In article <13100010@bucc2> brian@bucc2.UUCP writes:
>  For the reasons outlined in Caplinger's paper, it is often difficult
>to free() everything that has gotten *alloc()'d in a large project.
>We do not want to implement garbage collection, however, due to
>the code overhead and lack of sources. The environment we are running
>is Microsoft C 5.0 on IBM AT's and PS/2's under MS-DOSN'T.
>
>  An additional field will be added to the header at the beginning of
>every block on the heap. After a call to malloc is made, a mark() function
>can be called to set a code in this field. Later, a function called
>free_group() frees all the blocks with a specific code.

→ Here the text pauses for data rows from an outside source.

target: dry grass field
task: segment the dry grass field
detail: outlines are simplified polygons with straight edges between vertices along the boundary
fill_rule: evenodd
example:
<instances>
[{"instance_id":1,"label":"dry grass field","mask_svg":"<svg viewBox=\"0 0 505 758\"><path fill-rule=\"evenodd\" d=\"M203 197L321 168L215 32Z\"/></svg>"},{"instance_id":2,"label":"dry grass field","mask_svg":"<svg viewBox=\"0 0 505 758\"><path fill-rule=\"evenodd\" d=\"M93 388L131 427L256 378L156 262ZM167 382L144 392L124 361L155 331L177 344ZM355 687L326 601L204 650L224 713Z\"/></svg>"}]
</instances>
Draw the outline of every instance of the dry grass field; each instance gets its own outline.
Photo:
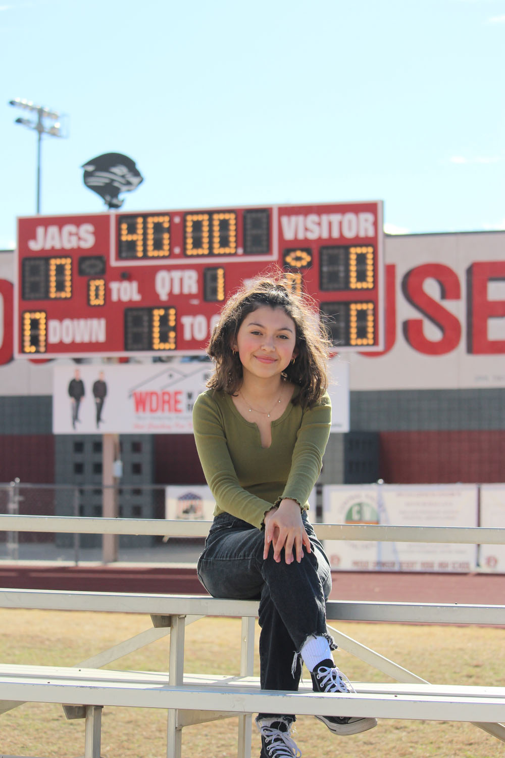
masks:
<instances>
[{"instance_id":1,"label":"dry grass field","mask_svg":"<svg viewBox=\"0 0 505 758\"><path fill-rule=\"evenodd\" d=\"M382 655L443 684L503 684L505 629L331 622ZM149 619L117 613L0 610L0 660L71 666L147 628ZM186 631L185 670L236 673L240 622L206 619ZM384 675L336 651L337 665L351 679L384 681ZM168 638L110 668L166 670ZM308 677L305 672L304 676ZM504 715L505 721L505 715ZM103 758L163 758L166 712L104 708ZM186 728L184 758L235 758L236 719ZM503 758L503 743L470 724L388 720L353 737L336 738L311 717L297 722L295 739L304 758ZM253 756L260 741L253 735ZM67 721L59 706L26 703L0 717L0 758L5 755L75 758L84 750L84 722Z\"/></svg>"}]
</instances>

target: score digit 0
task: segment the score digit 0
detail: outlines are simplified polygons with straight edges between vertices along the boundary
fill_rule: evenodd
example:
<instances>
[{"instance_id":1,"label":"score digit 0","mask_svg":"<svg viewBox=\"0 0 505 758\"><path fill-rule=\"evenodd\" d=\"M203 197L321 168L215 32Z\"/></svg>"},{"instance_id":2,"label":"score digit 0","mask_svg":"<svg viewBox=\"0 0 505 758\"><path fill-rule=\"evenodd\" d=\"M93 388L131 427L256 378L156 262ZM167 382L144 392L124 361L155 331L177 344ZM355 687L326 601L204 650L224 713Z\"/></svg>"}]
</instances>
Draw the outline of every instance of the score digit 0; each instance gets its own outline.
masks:
<instances>
[{"instance_id":1,"label":"score digit 0","mask_svg":"<svg viewBox=\"0 0 505 758\"><path fill-rule=\"evenodd\" d=\"M168 258L170 255L169 214L120 216L119 258Z\"/></svg>"},{"instance_id":2,"label":"score digit 0","mask_svg":"<svg viewBox=\"0 0 505 758\"><path fill-rule=\"evenodd\" d=\"M23 311L21 315L23 352L45 352L47 345L47 313L45 311Z\"/></svg>"},{"instance_id":3,"label":"score digit 0","mask_svg":"<svg viewBox=\"0 0 505 758\"><path fill-rule=\"evenodd\" d=\"M186 213L184 217L186 255L235 255L237 252L237 215L234 211Z\"/></svg>"}]
</instances>

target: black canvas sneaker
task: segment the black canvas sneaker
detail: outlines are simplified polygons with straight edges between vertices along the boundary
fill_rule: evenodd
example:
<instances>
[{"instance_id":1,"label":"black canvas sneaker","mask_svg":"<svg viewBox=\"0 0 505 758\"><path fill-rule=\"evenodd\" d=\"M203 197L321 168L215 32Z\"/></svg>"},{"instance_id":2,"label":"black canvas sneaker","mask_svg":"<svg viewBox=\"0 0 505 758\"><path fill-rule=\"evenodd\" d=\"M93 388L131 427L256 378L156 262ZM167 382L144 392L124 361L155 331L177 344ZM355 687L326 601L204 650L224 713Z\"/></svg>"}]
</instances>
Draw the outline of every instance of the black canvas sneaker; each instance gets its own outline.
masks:
<instances>
[{"instance_id":1,"label":"black canvas sneaker","mask_svg":"<svg viewBox=\"0 0 505 758\"><path fill-rule=\"evenodd\" d=\"M301 758L288 722L272 721L269 726L258 723L257 727L261 734L260 758Z\"/></svg>"},{"instance_id":2,"label":"black canvas sneaker","mask_svg":"<svg viewBox=\"0 0 505 758\"><path fill-rule=\"evenodd\" d=\"M314 692L355 692L352 684L329 658L321 661L310 674L312 689ZM317 716L316 719L326 724L335 735L357 735L377 726L376 719L335 716Z\"/></svg>"}]
</instances>

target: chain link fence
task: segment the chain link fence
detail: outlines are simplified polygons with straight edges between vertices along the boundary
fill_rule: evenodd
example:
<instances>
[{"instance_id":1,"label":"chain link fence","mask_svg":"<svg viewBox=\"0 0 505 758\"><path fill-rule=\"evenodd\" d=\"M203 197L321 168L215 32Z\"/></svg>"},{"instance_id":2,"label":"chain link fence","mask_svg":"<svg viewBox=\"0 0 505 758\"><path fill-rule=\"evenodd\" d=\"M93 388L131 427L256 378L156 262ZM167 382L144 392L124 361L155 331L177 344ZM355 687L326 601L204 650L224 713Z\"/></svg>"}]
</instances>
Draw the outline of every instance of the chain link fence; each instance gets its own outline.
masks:
<instances>
[{"instance_id":1,"label":"chain link fence","mask_svg":"<svg viewBox=\"0 0 505 758\"><path fill-rule=\"evenodd\" d=\"M164 485L0 484L0 515L37 516L104 515L105 490L112 491L114 515L123 518L165 518ZM101 562L101 534L0 531L0 560L55 560L78 563ZM145 534L121 534L117 539L117 561L196 562L204 540Z\"/></svg>"}]
</instances>

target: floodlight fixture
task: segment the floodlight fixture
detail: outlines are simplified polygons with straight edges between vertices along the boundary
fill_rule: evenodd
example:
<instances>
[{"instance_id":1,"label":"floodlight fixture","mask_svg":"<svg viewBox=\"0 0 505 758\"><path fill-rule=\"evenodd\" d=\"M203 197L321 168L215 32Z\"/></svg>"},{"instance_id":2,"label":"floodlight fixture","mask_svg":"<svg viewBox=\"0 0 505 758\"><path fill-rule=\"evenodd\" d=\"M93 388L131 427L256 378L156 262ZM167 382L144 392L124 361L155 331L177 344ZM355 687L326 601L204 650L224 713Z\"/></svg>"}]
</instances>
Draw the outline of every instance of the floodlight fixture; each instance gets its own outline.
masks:
<instances>
[{"instance_id":1,"label":"floodlight fixture","mask_svg":"<svg viewBox=\"0 0 505 758\"><path fill-rule=\"evenodd\" d=\"M61 116L56 111L51 111L43 105L36 105L31 100L23 100L15 98L9 100L9 105L20 108L23 111L36 114L36 121L29 118L18 117L14 124L20 124L23 127L32 129L37 133L37 214L40 213L40 153L42 134L48 134L53 137L63 137L60 119ZM51 123L52 122L52 123Z\"/></svg>"}]
</instances>

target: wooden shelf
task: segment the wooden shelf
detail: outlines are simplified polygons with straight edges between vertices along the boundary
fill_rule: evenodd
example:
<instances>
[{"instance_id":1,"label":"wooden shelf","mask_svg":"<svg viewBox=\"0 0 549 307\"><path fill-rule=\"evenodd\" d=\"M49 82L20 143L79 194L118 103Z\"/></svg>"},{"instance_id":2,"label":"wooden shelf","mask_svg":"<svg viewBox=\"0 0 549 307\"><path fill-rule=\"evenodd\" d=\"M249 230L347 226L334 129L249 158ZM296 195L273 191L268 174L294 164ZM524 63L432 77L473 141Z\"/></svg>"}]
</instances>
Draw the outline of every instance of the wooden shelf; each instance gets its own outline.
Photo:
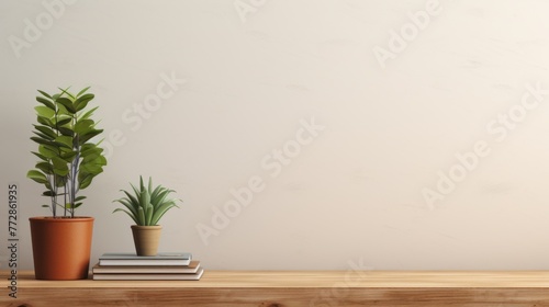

The functions
>would look like this:
>
>/* mark a pointer to a block allocated from the heap. returns ptr on	*/
>/* success, or NULL if ptr didn't point into the heap.			*/
>char *mark(ptr, code)
>  char *ptr;			/* block to mark			*/
>  long code;			/* code number to mark with		*/
>
>/* free all blocks on the heap with a specified mark code. Returns a	*/
>/* count of the number of blocks free'd.				*/
>int free_group(code)
>  long code;			/* code number of blocks to free	*/

How about combining these steps?  Or letting the allocator dynamically
assign the code number?  I think PL/I does something like this.  (Or
was it just Multics PL/I?)  The allocator is part of the language, so
you could have something like:

	declare bar area;
	allocate foo in bar;

Later, everything in bar could be freed.  The area could also be
declared as extensible, so that if you ran out of the space already
allocated, the allocator would go find more, and use it also under the
name of bar.

(I don't remember the details, and I didn't use it much, so I may have
some of this wrong.  There were some sort of inconsistencies between
the pure PL/I versions and some system subroutines available.)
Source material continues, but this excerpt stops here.